Nicolas Sarkozy donne un nouveau style européen au 14-Juillet

   

   

PARIS (Reuters) - Pour son premier 14-Juillet à l'Elysée, Nicolas Sarkozy a décidé d'imprimer sa marque, en rupture avec ses prédécesseurs, et de placer la partie militaire des festivités sous le signe de l'Europe.

"Il y a certainement un changement de style", a déclaré jeudi son porte-parole, David Martinon, lors d'un point de presse.

Le président de la République a ainsi renoncé à la "prise de parole obligée" de la traditionnelle interview télévisée inaugurée par François Mitterrand et suivie par Jacques Chirac.

Il a prévu de mettre à l'honneur cette année 2.000 victimes, des personnes ayant traversé une épreuve, et qui suivront le défilé militaire aux côtés du chef de l'Etat avant de prendre part à la traditionnelle garden­party à l'Elysée.

"Il fallait que la Nation tende la main vers les victimes. Ce sont des gens qui ont mis un genou à terre, des victimes en compagnie des héros", a souligné David Martinon.

Autre nouveauté : un grand concert est organisé le soir au Champ-de-Mars à Paris dans le cadre d'une grande fête populaire voulue par Nicolas Sarkozy avec en tête d'affiche Michel Polnareff.
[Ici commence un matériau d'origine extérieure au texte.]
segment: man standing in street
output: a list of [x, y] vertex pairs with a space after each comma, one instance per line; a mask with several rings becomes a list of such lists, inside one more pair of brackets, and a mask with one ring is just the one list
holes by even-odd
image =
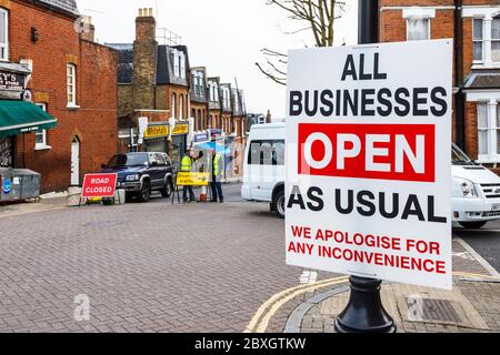
[[224, 202], [222, 194], [222, 175], [224, 174], [223, 158], [216, 150], [211, 150], [212, 154], [212, 179], [210, 186], [212, 187], [212, 202]]
[[[183, 173], [190, 173], [192, 169], [192, 162], [193, 162], [193, 152], [191, 149], [189, 149], [186, 152], [184, 158], [182, 158], [181, 161], [181, 172]], [[189, 202], [194, 202], [194, 192], [192, 191], [192, 186], [182, 186], [182, 201], [186, 203], [188, 202], [188, 193], [189, 193]]]

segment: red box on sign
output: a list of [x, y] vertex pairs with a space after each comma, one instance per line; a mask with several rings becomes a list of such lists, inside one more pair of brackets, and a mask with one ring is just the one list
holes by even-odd
[[433, 124], [299, 124], [299, 174], [436, 181]]
[[117, 189], [118, 174], [87, 174], [83, 179], [81, 196], [92, 197], [113, 197]]

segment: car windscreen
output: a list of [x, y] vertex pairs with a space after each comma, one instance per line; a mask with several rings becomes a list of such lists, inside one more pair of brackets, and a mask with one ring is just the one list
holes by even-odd
[[474, 165], [474, 163], [457, 145], [451, 146], [451, 163], [453, 165]]
[[110, 160], [108, 168], [138, 166], [147, 162], [148, 154], [119, 154]]

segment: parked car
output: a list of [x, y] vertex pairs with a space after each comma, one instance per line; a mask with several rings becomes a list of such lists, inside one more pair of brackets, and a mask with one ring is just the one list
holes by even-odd
[[102, 165], [103, 173], [118, 173], [117, 189], [126, 191], [127, 199], [136, 196], [148, 202], [152, 191], [169, 197], [173, 191], [173, 166], [166, 153], [128, 153], [114, 155]]
[[[473, 162], [456, 144], [451, 148], [452, 221], [480, 229], [500, 219], [500, 178]], [[253, 125], [246, 151], [244, 200], [269, 202], [284, 217], [284, 123]]]
[[252, 125], [244, 154], [244, 200], [269, 202], [284, 217], [284, 123]]
[[500, 219], [500, 178], [454, 144], [451, 160], [453, 221], [467, 229], [480, 229]]

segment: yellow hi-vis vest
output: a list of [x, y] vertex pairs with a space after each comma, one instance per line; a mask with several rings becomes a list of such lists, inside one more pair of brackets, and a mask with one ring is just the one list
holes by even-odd
[[182, 172], [191, 172], [191, 165], [192, 165], [192, 161], [191, 158], [186, 155], [184, 158], [182, 158], [182, 162], [181, 162], [181, 171]]
[[213, 159], [213, 175], [220, 176], [222, 175], [222, 166], [220, 166], [219, 162], [222, 160], [222, 155], [216, 154], [216, 158]]

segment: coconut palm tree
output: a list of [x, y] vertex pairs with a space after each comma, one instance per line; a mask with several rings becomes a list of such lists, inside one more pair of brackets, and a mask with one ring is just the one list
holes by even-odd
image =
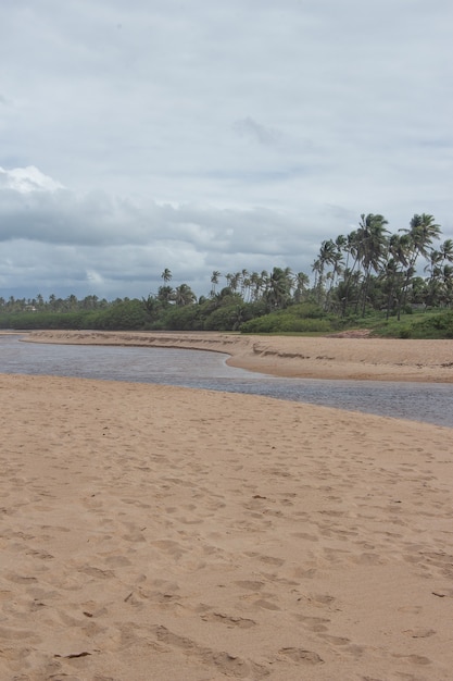
[[221, 273], [217, 270], [214, 270], [214, 272], [211, 274], [211, 297], [215, 296], [215, 287], [218, 284], [219, 277]]
[[197, 300], [197, 296], [193, 290], [187, 284], [180, 284], [180, 286], [176, 286], [173, 299], [176, 305], [191, 305]]
[[172, 272], [168, 270], [168, 268], [165, 268], [165, 270], [162, 272], [161, 274], [161, 278], [164, 280], [164, 284], [168, 284], [168, 282], [172, 281], [173, 278], [173, 274]]

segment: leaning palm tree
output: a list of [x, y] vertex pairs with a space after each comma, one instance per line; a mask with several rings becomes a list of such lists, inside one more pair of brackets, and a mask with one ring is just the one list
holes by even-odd
[[421, 215], [415, 214], [410, 223], [408, 230], [400, 230], [408, 237], [408, 263], [406, 269], [406, 275], [404, 281], [404, 297], [403, 307], [406, 304], [407, 289], [411, 280], [416, 273], [416, 262], [419, 256], [428, 259], [431, 250], [431, 245], [435, 239], [438, 239], [441, 234], [441, 228], [435, 223], [435, 218], [427, 213]]
[[217, 270], [214, 270], [214, 272], [211, 275], [211, 296], [215, 296], [215, 287], [218, 284], [218, 280], [221, 277], [221, 273]]
[[383, 215], [361, 215], [357, 231], [358, 260], [364, 272], [362, 285], [362, 315], [365, 314], [372, 272], [378, 272], [387, 251], [387, 220]]
[[172, 278], [173, 278], [173, 274], [172, 274], [172, 272], [168, 270], [168, 268], [165, 268], [165, 270], [162, 272], [162, 274], [161, 274], [161, 278], [163, 278], [163, 280], [164, 280], [164, 283], [165, 283], [165, 284], [168, 284], [168, 282], [171, 282], [171, 281], [172, 281]]

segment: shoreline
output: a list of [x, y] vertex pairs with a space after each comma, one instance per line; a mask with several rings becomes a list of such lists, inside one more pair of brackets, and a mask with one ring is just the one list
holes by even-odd
[[282, 377], [453, 383], [453, 340], [444, 339], [34, 331], [23, 340], [209, 350], [229, 355], [231, 367]]
[[0, 375], [0, 677], [450, 681], [451, 429]]

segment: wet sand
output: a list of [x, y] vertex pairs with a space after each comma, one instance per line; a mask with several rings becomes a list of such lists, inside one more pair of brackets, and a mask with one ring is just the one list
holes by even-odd
[[0, 397], [0, 679], [451, 680], [452, 429], [48, 376]]
[[135, 345], [213, 350], [234, 367], [300, 379], [453, 382], [452, 340], [242, 336], [227, 333], [37, 331], [36, 343]]

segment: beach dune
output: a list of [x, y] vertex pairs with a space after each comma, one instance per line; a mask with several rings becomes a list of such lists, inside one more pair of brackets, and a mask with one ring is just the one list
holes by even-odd
[[0, 679], [452, 679], [451, 429], [51, 376], [0, 397]]

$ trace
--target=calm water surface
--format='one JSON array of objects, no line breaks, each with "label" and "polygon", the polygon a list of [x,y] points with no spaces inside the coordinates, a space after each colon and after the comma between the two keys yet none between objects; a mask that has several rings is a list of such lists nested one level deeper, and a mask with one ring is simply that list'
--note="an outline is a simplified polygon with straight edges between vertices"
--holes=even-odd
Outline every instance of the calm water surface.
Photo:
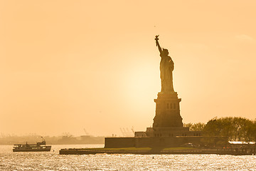
[{"label": "calm water surface", "polygon": [[53,145],[50,152],[13,152],[11,145],[0,145],[0,170],[256,170],[255,155],[58,155],[61,148],[101,147]]}]

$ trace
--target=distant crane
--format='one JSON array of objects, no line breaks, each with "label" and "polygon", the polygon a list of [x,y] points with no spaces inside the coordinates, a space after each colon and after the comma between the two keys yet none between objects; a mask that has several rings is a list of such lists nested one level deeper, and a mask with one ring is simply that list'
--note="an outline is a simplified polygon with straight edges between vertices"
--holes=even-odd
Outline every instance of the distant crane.
[{"label": "distant crane", "polygon": [[84,128],[84,131],[85,131],[85,135],[90,135],[89,133],[86,131],[85,128]]},{"label": "distant crane", "polygon": [[133,128],[132,129],[132,133],[128,129],[128,128],[126,129],[124,128],[120,128],[120,130],[124,137],[133,137],[134,135]]}]

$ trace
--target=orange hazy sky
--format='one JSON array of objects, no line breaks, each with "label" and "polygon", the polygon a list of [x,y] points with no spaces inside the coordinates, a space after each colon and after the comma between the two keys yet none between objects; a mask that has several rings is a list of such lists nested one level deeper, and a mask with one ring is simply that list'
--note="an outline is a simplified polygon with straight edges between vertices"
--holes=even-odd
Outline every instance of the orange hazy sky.
[{"label": "orange hazy sky", "polygon": [[0,1],[0,133],[153,123],[159,34],[183,123],[256,118],[256,1]]}]

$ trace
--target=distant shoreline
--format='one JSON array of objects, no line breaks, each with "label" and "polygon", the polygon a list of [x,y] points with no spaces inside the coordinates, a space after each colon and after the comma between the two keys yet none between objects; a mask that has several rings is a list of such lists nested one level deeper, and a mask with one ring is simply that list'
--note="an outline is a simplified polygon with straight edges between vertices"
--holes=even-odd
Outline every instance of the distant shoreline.
[{"label": "distant shoreline", "polygon": [[134,154],[134,155],[255,155],[256,149],[197,149],[173,147],[151,148],[68,148],[61,149],[60,155]]}]

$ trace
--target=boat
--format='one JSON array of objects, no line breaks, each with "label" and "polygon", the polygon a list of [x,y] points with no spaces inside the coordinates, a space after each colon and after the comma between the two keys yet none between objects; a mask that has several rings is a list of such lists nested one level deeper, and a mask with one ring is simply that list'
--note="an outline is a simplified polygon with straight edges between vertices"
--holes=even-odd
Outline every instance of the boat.
[{"label": "boat", "polygon": [[46,145],[46,140],[38,142],[36,144],[16,144],[13,152],[43,152],[50,151],[51,145]]}]

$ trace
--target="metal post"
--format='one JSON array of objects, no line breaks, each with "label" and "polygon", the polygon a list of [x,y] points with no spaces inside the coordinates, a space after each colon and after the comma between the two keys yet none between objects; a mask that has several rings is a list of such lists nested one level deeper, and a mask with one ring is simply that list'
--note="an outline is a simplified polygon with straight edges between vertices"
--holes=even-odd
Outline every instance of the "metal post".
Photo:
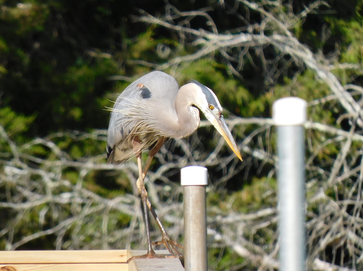
[{"label": "metal post", "polygon": [[184,192],[184,255],[185,271],[207,271],[207,169],[188,166],[182,169]]},{"label": "metal post", "polygon": [[280,270],[306,270],[304,130],[306,102],[295,97],[274,103],[277,126]]}]

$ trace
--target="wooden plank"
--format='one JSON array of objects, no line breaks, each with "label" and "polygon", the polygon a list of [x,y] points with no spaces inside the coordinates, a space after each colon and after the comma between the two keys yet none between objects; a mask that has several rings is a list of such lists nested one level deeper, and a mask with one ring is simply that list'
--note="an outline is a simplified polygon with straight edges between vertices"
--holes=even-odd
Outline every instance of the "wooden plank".
[{"label": "wooden plank", "polygon": [[[127,258],[133,256],[145,254],[146,250],[130,250]],[[170,255],[167,250],[158,250],[155,251],[159,254]],[[166,258],[165,259],[135,259],[129,264],[129,271],[152,271],[153,270],[170,270],[171,271],[184,271],[180,260],[179,258]]]},{"label": "wooden plank", "polygon": [[126,263],[0,264],[0,271],[128,271]]},{"label": "wooden plank", "polygon": [[127,254],[126,249],[0,251],[0,264],[126,263]]},{"label": "wooden plank", "polygon": [[[156,253],[168,255],[167,250]],[[184,271],[178,258],[127,259],[146,250],[0,251],[0,271]]]}]

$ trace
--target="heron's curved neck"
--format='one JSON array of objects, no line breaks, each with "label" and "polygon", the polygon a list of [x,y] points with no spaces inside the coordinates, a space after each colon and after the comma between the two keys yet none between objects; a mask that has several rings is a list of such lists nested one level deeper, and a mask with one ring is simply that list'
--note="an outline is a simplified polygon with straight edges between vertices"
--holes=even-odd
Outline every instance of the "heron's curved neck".
[{"label": "heron's curved neck", "polygon": [[192,106],[195,99],[195,93],[191,89],[190,85],[180,87],[175,98],[175,111],[178,116],[178,122],[175,124],[177,130],[176,137],[181,138],[190,135],[200,123],[199,111]]}]

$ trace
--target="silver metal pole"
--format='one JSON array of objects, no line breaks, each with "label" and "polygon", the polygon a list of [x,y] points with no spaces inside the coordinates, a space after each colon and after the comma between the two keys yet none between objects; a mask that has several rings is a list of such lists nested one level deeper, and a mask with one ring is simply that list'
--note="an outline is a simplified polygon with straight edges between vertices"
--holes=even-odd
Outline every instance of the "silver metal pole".
[{"label": "silver metal pole", "polygon": [[184,192],[184,256],[185,271],[207,271],[207,169],[192,166],[182,169]]},{"label": "silver metal pole", "polygon": [[303,124],[306,102],[295,97],[274,103],[277,126],[280,270],[306,270]]}]

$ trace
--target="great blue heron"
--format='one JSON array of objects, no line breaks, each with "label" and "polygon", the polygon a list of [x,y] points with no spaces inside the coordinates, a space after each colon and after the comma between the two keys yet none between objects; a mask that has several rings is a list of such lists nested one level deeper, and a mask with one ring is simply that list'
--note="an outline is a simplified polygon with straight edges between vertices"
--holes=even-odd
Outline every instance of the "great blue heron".
[{"label": "great blue heron", "polygon": [[[222,107],[213,92],[195,81],[180,88],[175,79],[162,72],[155,71],[132,83],[117,98],[111,112],[107,132],[107,163],[119,164],[136,156],[139,168],[138,188],[142,200],[147,238],[147,253],[135,258],[164,258],[156,254],[150,238],[148,208],[155,218],[164,244],[174,257],[182,257],[177,247],[183,247],[167,234],[147,196],[144,179],[153,157],[169,138],[190,135],[200,123],[203,112],[224,138],[237,157],[242,158],[222,113]],[[152,146],[142,168],[141,152]]]}]

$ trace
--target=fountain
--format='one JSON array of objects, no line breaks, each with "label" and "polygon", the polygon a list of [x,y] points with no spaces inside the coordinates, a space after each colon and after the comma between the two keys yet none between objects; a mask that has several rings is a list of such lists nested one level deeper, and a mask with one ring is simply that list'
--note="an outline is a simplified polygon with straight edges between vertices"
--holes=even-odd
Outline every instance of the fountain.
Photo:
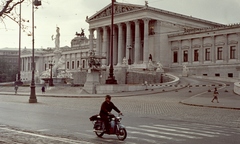
[{"label": "fountain", "polygon": [[73,80],[72,74],[65,68],[65,58],[62,56],[62,51],[60,50],[60,28],[56,29],[56,37],[52,40],[55,40],[55,50],[54,58],[51,60],[51,69],[43,71],[40,75],[40,78],[45,82],[53,80],[54,84],[67,84],[71,83]]}]

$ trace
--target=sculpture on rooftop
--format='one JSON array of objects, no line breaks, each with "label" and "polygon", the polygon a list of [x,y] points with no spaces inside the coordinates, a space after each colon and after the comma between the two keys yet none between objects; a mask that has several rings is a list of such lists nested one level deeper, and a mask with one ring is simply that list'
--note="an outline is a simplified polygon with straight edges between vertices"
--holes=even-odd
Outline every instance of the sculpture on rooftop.
[{"label": "sculpture on rooftop", "polygon": [[81,33],[76,32],[76,35],[80,37],[85,37],[84,29],[81,28]]},{"label": "sculpture on rooftop", "polygon": [[60,31],[60,28],[57,27],[57,29],[56,29],[57,34],[56,34],[55,38],[53,38],[53,35],[52,35],[52,40],[55,40],[55,48],[56,49],[59,49],[59,47],[60,47],[60,32],[59,31]]}]

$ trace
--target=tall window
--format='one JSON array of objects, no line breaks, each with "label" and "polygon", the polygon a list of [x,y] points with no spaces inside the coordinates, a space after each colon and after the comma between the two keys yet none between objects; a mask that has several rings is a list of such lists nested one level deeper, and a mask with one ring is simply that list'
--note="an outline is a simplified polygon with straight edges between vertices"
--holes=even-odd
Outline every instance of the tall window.
[{"label": "tall window", "polygon": [[70,65],[69,62],[67,62],[67,69],[69,69],[69,65]]},{"label": "tall window", "polygon": [[80,61],[77,61],[77,68],[79,68],[80,66]]},{"label": "tall window", "polygon": [[173,52],[173,63],[177,63],[178,62],[178,52],[174,51]]},{"label": "tall window", "polygon": [[183,62],[188,62],[188,51],[183,51]]},{"label": "tall window", "polygon": [[217,48],[217,60],[223,59],[222,47]]},{"label": "tall window", "polygon": [[230,47],[230,59],[236,59],[236,46]]},{"label": "tall window", "polygon": [[47,64],[44,64],[44,70],[47,70]]},{"label": "tall window", "polygon": [[205,60],[206,61],[210,60],[210,48],[205,49]]},{"label": "tall window", "polygon": [[194,50],[194,61],[198,61],[199,50]]},{"label": "tall window", "polygon": [[85,60],[83,60],[83,68],[85,68]]},{"label": "tall window", "polygon": [[72,69],[74,69],[74,61],[72,61]]}]

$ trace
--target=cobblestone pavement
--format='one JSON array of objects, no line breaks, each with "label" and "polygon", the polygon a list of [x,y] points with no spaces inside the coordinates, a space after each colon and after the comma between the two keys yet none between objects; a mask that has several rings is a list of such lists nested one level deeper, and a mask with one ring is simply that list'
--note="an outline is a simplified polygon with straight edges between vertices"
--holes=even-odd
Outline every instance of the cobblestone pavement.
[{"label": "cobblestone pavement", "polygon": [[42,135],[36,132],[21,131],[16,128],[0,126],[0,144],[92,144],[82,140]]},{"label": "cobblestone pavement", "polygon": [[[208,88],[202,88],[207,89]],[[199,88],[192,88],[192,91],[199,90]],[[146,96],[134,97],[114,97],[112,101],[117,105],[123,113],[133,115],[136,117],[152,117],[156,119],[166,120],[181,120],[189,122],[198,122],[205,124],[223,125],[227,127],[240,127],[240,113],[238,110],[231,109],[217,109],[207,107],[193,107],[180,104],[179,101],[189,97],[188,89],[179,90],[178,92],[166,92],[159,94],[152,94]],[[25,103],[28,97],[24,96],[1,96],[0,101],[5,102],[22,102]],[[59,109],[70,109],[76,111],[86,111],[96,113],[99,111],[100,104],[103,98],[53,98],[53,97],[38,97],[40,104],[49,107],[57,107]],[[89,107],[91,106],[91,107]],[[70,143],[64,141],[66,139],[57,139],[56,137],[47,137],[42,135],[29,135],[22,132],[11,131],[0,127],[0,144],[1,143],[26,143],[30,144],[31,140],[34,143]],[[19,138],[15,141],[13,137]],[[55,139],[53,139],[55,138]],[[71,143],[78,143],[73,141]],[[84,142],[83,142],[84,143]],[[87,143],[87,142],[86,142]]]}]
"Le message, c'est que le 14-Juillet soit une fête qui touche le plus grand nombre, d'où ce concert sur le Champs-de-Mars", a souligné le porte-parole du président de la République.

Sur le plan militaire, le défilé sera placé sous le signe de l'Europe. D'une part, les vingt-six autres pays de l'Union européenne ont été invités à défiler sur les Champs-Elysées et d'autre part, plusieurs personnalités européennes participeront aux festivités.

Parmi elles, le président de la Commission européenne José Manuel Barroso, Javier Solana, Haut représentant de l'Union européenne pour la politique étrangère et de sécurité commune (PESC), et le Premier ministre portugais Jose Socrates, à la tête de l'Union.

"Ce sont des marques très fortes de cette orientation (européenne) après un Conseil européen qui a permis de sortir du blocage", a estimé David Martinon.

Nicolas Sarkozy a également innové en décidant de ne pas accorder de grâce collective le 14-Juillet, rompant ainsi avec un usage qui s'était systématisé depuis 1991.

Cette décision est cohérente avec le choix de ne pas avoir fait adopter de loi d'amnistie à l'occasion de la présidentielle.